A growing number of Chinese hospitals have embraced DeepSeek’s AI models for clinical decision-making, but leading researchers are sounding the alarm over the risks of premature adoption. In a recent paper published in the Journal of the American Medical Association (JAMA), a group of Chinese medical experts warned that relying too heavily on DeepSeek’s AI could introduce diagnostic errors, treatment biases, and cybersecurity issues.
As of March 2025, more than 300 hospitals across China have integrated DeepSeek’s low-cost large language models (LLMs) into their systems. While the models have received global praise for performance and affordability, medical professionals fear they may be deployed too quickly, without enough oversight or safeguards.
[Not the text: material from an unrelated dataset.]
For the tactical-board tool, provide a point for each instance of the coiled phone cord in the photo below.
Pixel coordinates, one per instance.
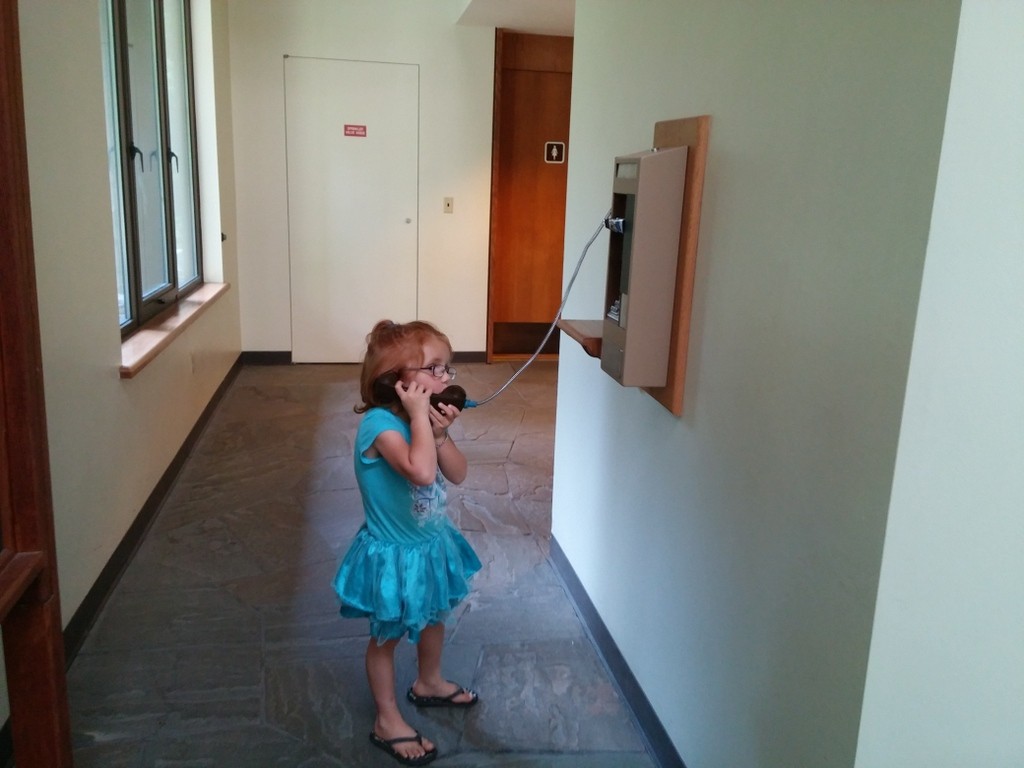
(554, 323)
Researchers Caution Against Diagnostic Errors and Overreliance
The paper, co-authored by Tsinghua Medicine founding head Wong Tien Yin, is a rare but critical voice urging caution amid China’s AI boom. The researchers note that DeepSeek’s models, despite impressive reasoning abilities, have a tendency to generate “plausible but factually incorrect outputs”—a dangerous flaw in clinical environments.
Professor Wong, a renowned ophthalmologist, warned that doctors may become too dependent on DeepSeek’s output, especially under time pressure. “In time-sensitive clinical settings, verifying AI recommendations manually creates an additional burden, while blind trust in the system could lead to harmful decisions,” he and his team wrote.
They emphasized that caution and human oversight are still vital, but in practice, busy clinicians may not have the time or resources to verify AI-generated diagnoses or treatment plans—making room for avoidable errors.
Privacy and Cybersecurity Gaps in Rapid AI Rollout
Though many hospitals use on-site deployments of DeepSeek’s AI to avoid sending sensitive data to the cloud, researchers pointed out that this merely shifts responsibility for cybersecurity to local healthcare providers, many of which lack robust digital security infrastructure.
The warning comes amid broader concerns about AI safety. A separate study from the Chinese University of Hong Kong recently found that many AI agents built on mainstream LLMs are vulnerable to cyberattacks, with DeepSeek-R1 being especially at risk.
Additionally, the researchers argued that China’s unique healthcare context makes the situation even more volatile. The country faces significant disparities in primary care, while smartphone penetration has enabled underserved populations to access AI-powered health advice, often without medical supervision.
A Surge in AI Adoption Amid Growing Scrutiny
DeepSeek, once hailed as a national success story for its affordable and high-performance AI models, has become a centerpiece of China’s generative AI rollout. In April, fintech giant Ant Group launched nearly 100 AI medical agents on Alipay, while Tsinghua-backed startup Tairex began testing a virtual hospital platform staffed by 42 AI doctors across 21 departments.
Despite this momentum, the JAMA paper urges policymakers and health officials to hit pause and invest in more rigorous validation, oversight, and cybersecurity for these tools.
Innovation Must Not Outpace Responsibility
The DeepSeek hospital AI controversy reflects a growing tension between innovation and responsibility in the healthcare sector. As China accelerates its AI-driven medical transformation, experts warn that speed must not come at the cost of safety, accuracy, or patient trust.